The Doctor peered through the interface. On the other side of the liquid a figure was emerging from the darkness.

The Doctor grinned.

Romana approached the wall of blackness. In front of her, the liquid
swished
, sending her reflection swirling over its surface before breaking apart into a thousand ripples.

The Doctor patted K-9 on the back. ‘Go on then, K-9. Go to Romana. Good dog.’

K-9 whirred his ears and trundled forward, into the liquid. As he hit the interface, the surface bobbed and the corridor beyond blurred and swam.

On the other side of the wall Romana stepped back as the interface swilled apart, waves juddering across its surface. K-9 slid out of the oil, his eye visor glowing triumphantly.

Romana approached K-9 and squatted down. ‘K-9. Is it really you?’

K-9 whirred his ears for several seconds. ‘Affirmative mistress.’

Romana gazed into the darkness. ‘Thank you, Doctor.’

The Doctor watched Romana turn and lead K-9 down the corridor, and quickly disappear into the shadows. Then the interface misted over, the corridor fading away.

‘Now for the difficult part.’ The Doctor was surrounded by crumbling stone walls, columnated ruins encrusted in moss. Where windows had once been, there were now only arched frames and supports.

He made his way to the nave of the ruined cathedral, his hands in his pockets. There was no sign of Gallura; the strain of creating the opening to the G-Lock must have weakened his psychic projection.

The Doctor followed some steps as they wound down, wet with the drizzle.

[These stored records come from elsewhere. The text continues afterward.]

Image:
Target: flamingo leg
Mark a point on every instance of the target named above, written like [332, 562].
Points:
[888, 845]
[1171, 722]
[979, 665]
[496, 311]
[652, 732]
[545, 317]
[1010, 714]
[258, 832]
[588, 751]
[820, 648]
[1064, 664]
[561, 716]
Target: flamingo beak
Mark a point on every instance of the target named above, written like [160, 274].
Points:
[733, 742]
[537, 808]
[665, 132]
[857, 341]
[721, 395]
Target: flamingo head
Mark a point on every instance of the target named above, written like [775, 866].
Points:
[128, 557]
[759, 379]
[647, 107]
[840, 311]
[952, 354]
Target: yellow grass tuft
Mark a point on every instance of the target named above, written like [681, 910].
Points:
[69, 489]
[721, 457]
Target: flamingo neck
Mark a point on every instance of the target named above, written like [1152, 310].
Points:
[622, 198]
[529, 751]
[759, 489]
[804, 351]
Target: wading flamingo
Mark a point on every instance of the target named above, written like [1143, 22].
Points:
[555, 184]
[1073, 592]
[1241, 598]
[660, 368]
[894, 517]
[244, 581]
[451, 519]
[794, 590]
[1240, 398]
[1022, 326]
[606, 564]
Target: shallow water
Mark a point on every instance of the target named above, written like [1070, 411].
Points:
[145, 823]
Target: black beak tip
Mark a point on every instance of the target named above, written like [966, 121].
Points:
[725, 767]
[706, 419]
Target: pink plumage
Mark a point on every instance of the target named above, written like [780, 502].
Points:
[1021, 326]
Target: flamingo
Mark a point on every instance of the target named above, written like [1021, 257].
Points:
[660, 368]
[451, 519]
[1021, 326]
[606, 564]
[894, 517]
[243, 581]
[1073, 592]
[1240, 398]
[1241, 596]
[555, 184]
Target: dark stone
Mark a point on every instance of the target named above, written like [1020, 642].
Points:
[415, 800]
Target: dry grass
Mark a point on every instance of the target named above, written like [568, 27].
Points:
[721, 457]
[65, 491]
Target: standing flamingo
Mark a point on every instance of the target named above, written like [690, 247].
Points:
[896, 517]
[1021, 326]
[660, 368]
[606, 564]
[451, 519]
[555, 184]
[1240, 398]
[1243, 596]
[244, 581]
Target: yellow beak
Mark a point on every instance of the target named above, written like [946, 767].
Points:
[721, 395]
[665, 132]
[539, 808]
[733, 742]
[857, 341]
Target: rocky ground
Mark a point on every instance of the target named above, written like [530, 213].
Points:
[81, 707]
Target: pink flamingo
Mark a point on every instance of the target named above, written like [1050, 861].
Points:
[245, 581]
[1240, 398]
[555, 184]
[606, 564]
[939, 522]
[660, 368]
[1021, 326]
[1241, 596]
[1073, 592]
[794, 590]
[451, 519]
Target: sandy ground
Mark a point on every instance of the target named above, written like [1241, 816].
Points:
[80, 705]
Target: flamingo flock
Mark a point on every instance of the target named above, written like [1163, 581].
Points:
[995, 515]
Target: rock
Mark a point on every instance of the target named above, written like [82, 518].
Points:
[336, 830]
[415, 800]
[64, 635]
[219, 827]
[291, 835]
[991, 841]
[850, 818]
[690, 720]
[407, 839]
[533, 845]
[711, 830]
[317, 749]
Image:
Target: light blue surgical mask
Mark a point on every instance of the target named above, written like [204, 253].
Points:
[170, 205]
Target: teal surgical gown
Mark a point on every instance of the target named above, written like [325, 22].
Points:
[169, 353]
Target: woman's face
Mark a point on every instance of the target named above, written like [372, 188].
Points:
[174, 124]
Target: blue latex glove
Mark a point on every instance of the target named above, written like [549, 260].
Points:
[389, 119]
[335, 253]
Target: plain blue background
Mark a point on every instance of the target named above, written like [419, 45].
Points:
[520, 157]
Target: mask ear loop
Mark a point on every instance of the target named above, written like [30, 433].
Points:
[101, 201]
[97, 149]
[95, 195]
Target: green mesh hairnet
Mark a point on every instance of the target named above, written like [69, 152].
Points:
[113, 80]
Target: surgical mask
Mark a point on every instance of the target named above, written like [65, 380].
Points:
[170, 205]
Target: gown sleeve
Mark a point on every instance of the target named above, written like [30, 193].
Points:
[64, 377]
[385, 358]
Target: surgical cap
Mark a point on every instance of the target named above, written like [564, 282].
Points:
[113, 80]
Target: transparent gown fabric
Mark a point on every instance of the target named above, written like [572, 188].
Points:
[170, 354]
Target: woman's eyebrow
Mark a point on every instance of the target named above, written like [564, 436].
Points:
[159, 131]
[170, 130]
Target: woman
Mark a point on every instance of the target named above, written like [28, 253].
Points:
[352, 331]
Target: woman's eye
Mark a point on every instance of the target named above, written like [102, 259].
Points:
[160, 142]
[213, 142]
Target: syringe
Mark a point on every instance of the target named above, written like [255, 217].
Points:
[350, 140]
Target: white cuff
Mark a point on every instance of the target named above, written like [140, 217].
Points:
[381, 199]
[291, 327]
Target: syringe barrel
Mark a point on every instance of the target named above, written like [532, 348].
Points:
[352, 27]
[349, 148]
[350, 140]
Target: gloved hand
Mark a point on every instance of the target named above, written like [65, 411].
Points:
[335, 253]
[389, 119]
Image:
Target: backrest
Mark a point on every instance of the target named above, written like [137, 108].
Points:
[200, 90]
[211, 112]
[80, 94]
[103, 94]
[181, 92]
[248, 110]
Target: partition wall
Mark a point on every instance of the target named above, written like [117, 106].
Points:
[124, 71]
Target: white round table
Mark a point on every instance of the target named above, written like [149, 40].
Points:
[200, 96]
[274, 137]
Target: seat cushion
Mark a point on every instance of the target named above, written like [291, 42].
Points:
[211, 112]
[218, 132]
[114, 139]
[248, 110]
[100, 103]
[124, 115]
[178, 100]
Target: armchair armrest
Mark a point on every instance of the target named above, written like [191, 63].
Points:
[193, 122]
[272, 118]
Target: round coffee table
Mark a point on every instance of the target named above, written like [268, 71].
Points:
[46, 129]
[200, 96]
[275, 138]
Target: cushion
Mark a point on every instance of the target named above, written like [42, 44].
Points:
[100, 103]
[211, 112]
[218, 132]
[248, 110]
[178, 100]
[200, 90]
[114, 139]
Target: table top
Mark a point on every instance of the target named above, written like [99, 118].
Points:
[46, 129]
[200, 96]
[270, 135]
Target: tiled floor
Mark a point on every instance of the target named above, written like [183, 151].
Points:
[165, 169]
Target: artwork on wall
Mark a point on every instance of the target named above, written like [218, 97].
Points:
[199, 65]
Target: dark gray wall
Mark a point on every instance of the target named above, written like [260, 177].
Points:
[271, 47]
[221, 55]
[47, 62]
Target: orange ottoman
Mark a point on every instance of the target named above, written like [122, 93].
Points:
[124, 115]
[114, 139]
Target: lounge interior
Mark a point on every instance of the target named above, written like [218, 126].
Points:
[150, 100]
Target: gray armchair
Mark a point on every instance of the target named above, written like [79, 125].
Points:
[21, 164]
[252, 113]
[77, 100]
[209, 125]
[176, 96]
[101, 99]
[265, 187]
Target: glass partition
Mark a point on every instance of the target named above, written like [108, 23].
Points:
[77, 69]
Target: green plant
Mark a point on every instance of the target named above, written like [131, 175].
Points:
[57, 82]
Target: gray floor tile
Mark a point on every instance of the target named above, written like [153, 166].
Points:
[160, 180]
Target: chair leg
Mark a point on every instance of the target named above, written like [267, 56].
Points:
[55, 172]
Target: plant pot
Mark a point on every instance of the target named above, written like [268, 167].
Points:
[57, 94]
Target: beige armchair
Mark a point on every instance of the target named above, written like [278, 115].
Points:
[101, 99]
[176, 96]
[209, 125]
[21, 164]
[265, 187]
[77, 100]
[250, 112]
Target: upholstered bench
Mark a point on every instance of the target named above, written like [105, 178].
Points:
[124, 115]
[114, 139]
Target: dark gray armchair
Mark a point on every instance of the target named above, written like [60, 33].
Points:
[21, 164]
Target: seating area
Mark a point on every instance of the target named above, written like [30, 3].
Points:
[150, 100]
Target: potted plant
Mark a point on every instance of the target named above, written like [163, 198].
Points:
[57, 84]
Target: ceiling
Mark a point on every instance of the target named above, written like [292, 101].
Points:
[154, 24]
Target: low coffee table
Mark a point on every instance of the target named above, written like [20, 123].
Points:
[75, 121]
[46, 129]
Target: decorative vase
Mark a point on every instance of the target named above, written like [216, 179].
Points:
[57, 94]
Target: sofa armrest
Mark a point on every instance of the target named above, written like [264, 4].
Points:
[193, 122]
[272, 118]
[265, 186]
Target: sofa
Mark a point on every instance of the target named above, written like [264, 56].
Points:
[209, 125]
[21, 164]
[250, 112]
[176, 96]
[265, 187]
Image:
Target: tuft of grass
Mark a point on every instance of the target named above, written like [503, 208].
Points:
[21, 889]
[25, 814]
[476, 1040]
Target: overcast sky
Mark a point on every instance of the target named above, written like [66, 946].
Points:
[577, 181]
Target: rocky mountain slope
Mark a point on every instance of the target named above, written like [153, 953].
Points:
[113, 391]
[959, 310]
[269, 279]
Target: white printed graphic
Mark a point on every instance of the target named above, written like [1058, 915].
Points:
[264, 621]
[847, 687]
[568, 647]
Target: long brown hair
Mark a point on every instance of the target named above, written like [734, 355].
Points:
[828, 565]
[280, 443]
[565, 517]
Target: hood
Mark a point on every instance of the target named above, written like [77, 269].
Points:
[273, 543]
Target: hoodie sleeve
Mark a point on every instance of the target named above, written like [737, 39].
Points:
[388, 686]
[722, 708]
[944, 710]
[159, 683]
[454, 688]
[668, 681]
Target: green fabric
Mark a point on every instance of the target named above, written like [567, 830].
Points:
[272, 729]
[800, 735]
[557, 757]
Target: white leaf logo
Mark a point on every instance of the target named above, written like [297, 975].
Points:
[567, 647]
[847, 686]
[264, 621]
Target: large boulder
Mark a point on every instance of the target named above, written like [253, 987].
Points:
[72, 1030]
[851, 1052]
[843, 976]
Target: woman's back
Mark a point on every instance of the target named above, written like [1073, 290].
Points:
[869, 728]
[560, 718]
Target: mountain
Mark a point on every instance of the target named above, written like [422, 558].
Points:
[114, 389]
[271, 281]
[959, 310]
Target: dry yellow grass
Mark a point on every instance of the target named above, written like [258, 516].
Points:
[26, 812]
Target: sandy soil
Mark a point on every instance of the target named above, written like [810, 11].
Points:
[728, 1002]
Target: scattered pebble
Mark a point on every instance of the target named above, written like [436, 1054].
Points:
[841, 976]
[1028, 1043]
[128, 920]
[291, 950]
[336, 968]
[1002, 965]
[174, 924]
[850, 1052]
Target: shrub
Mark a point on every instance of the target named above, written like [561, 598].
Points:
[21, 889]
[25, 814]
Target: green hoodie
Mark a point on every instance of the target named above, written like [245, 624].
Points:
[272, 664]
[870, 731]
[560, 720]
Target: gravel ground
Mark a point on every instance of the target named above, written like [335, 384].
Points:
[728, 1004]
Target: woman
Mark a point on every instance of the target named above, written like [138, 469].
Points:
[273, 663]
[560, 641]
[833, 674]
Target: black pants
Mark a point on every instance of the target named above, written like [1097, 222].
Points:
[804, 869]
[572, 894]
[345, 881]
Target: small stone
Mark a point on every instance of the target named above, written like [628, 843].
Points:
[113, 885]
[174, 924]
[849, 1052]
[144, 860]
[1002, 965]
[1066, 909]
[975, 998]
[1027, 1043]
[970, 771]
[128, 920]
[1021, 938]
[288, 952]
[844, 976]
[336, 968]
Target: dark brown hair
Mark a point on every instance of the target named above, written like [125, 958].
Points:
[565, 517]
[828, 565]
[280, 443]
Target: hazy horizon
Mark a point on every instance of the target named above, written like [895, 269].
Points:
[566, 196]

As he walked a mist rose up around him.

The fog abruptly cleared and he was standing in another section of the cathedral. Nearby there was a blackboard covered in equations. Beside it was a grandfather clock and a table with a chessboard.

The Doctor moved a pawn forward. ‘Yes, yes, very surreal,’ he said. ‘Well, where are you, then? Come on!’

A voice cracked out like thunder. ‘Welcome to my reality!’

The Doctor felt the hairs on his neck standing on end, and turned. There, standing about twenty metres away on the exposed and empty moorland that suddenly surrounded him, was a shadow. The silhouette of a man, a man with curly hair, a long coat and a scarf whipping in the wind.